As far as confronting about an A, yes I do agree with that. If you know an A is taking place, then by all means let them know that you know. Just expect them to deny, deny, deny. Don't believe the denials. When they demand proof just tell them there's no need, you both know what's going on. Don't tell them "I looked at your FB messages" or "I looked on your phone" or whatever, because what's the point? You're just giving them ammo to paint you as the bad guy because you are "invading their privacy." Don't give them the ammo, it's enough that you know, and you don't owe them an explanation.


Anotherstander I tried that approach initially, I simply said I know about the flirting with OM and I don't like it and I am not talking about it further. She denied, played if off as just a work friend. When it came up again same thing. This frustrated me to no end and I thought screw it I am not going to play games with this and I told her specifics of their exchanges word for word. I just couldn't stand the downplaying, to me it's no different than lying.

Originally Posted by AnotherStander

Exactly. Things sound like they are going well enough but I still think you need to pull back a bit and give her time and space. Don't assume everything is "back to normal", a lot of potential recons have been derailed because the LBS fell back into the same old habits after the WAS gave them another chance. You're on probation right now!

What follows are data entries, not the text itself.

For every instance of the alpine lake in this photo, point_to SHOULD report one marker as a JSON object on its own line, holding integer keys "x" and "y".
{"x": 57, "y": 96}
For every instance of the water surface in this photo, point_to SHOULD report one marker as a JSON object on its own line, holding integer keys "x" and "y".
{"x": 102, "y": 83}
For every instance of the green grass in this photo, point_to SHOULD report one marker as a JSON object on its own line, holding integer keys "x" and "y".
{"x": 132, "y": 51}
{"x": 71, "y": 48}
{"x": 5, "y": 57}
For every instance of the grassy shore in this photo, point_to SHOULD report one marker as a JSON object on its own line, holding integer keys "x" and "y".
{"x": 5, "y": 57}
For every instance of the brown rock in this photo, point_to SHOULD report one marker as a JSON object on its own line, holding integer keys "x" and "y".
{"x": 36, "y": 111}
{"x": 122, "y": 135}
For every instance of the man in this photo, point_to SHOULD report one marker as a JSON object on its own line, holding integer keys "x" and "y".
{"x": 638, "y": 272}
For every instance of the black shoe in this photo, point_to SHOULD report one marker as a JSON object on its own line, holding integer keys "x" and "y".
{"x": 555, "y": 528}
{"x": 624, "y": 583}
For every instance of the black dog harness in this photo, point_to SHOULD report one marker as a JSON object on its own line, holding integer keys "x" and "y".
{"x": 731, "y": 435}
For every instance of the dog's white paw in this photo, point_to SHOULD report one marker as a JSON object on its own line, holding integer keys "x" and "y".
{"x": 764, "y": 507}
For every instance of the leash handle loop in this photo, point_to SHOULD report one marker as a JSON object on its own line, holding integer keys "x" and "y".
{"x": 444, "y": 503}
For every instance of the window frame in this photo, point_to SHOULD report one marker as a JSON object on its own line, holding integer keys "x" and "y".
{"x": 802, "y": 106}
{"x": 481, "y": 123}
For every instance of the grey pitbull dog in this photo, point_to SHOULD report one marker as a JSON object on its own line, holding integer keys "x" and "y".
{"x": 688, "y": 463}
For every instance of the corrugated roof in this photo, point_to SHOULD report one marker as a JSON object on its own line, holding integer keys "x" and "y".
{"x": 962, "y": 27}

Absolutely and I recognize that nothing is back to "normal". I certainly don't want to go back to what it was because nothing about it was "normal", since I have changed, she has also changed a lot, she's been so much easier to talk to and communicate with, we have had virtually no problems other than a couple instances of her venting about small issues like my son telling me he was eating an egg sandwich for breakfast and that my egg sandwiches are better than moms in front of her lol so I chuckled about it and got hell later for not telling him to just eat and not hurt his moms feelings. She vented, I said yes he was manipulating I didn't recognize it at the time, I shouldn't encourage it, and I am sorry about it. And it was done. No major blowouts other than her blowout when I told her specifics of her EA, but that's a typical guilt reaction. I told my C that me looking at her phone and her EA are 2 separate issues, they are not one and can't be played against each other, they need to be dealt with separately. Her blowing up allowed her to avoid the issue and her guilt t the time, but she thought about it after the fact, otherwise she wouldn't have brought it up again.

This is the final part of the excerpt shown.